Of course the kids were conversationally interrogated. Nothing heavy, just conversation with a nice "Ankor" about what his father had done for a living or what they were talking about after dinner. Sometimes, parents would just disappear after such conversations. He was told to lie about his father being a soldier and that hes poke French and his grandmother English.
At first the daily ration was rice, but as they rice was more and more sent to feed the soldiers fighting the Vietnamese or sold for export that a thin wattery gruel replaced the rice. He got caught stealing rice from the kitchen and was labeled 'enemy'. Fortunately he had a friend who's father was the head fed in this group and the boy intervened on Ry's behalf and Ry only had to dig a 20 foot water channel in the dark. The boy told him that if he was 'enemy' again he had used up his one favor. Ry was nine.
Dad now has to use a cane to move about and his mom has a form of dementia where she gets lost in the neighborhood and in the night screams for her daughter and mother. Of course treatment for P.T.S.D. is non existent.
S-21 was a large school where where prisoners were held for interrogation and confession. Eventually everyone confessed and were killed, or they died in the process. Each one was photographed and cataloged both on their arrival and upon their departure. At first the three story school buildings were just open, but way too many people were tossing themselves off the top floor and committing suicide. So they couldn't have that, so the balconies were screened in, with barbed wire. In some of the rooms the tiles were still stained with the blood of the prisoners. I think there were 17,000 people (both Cambodian and Western) who passed through this facility. When the Vietnamese liberated the the prison there were three prisoners left alive (maybe it was six). The "Ankor" were killing them right up to the last moment. One of the survivors was on the grounds and was selling his autobiography. I felt it was a worthwhile purchase on a couple levels.
Back on Big Red and back to the boat. I was scheduled to leave the boat last evening and check into this hotel for two nights. The group told me to come back for the evening's entertainment. A group of orphans who were scheduled to do national dances and songs. I said "Sure" and went to the purser, Nevell to clear it. He said words to the effect "Well, shit. Your room isn't taken and we don't leave until nine tomorrow morning. Why bother checking out. Stay here." I didn't have any heartburn over that and asked how much I'd need to pony up for the extra night. He looked at me. I said "The Pandaw Company. How much?" His response I've translated to mean "What happens in Vegas, stays in Vegas." I did tip extravagantly after that.
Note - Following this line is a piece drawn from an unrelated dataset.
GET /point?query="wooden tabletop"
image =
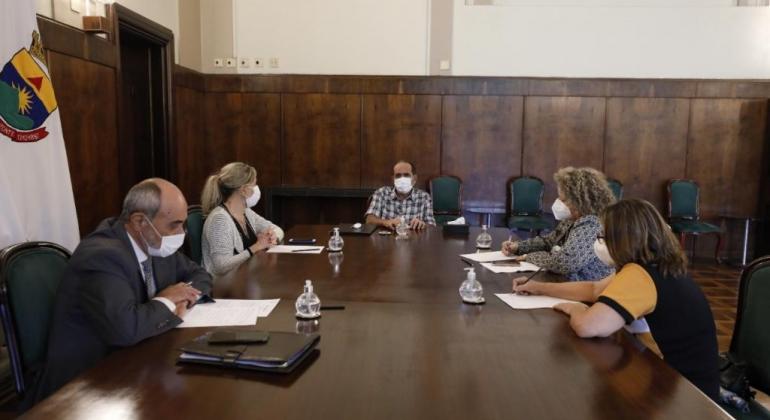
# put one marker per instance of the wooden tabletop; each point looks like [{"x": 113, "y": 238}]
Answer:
[{"x": 404, "y": 347}]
This morning was the email exchange and advice and contacts when I return to Siem Reap form my tour mates. Rally a great group. The boat holds 60 passengers, but were were 18. small enough to get close over four days and large enough to not be stepping on one another's space very much. I was not particularly happy about leaving them, but it was time to meet now people and get back on my own. Setting my own course instead of being nanny'ed for a few more days.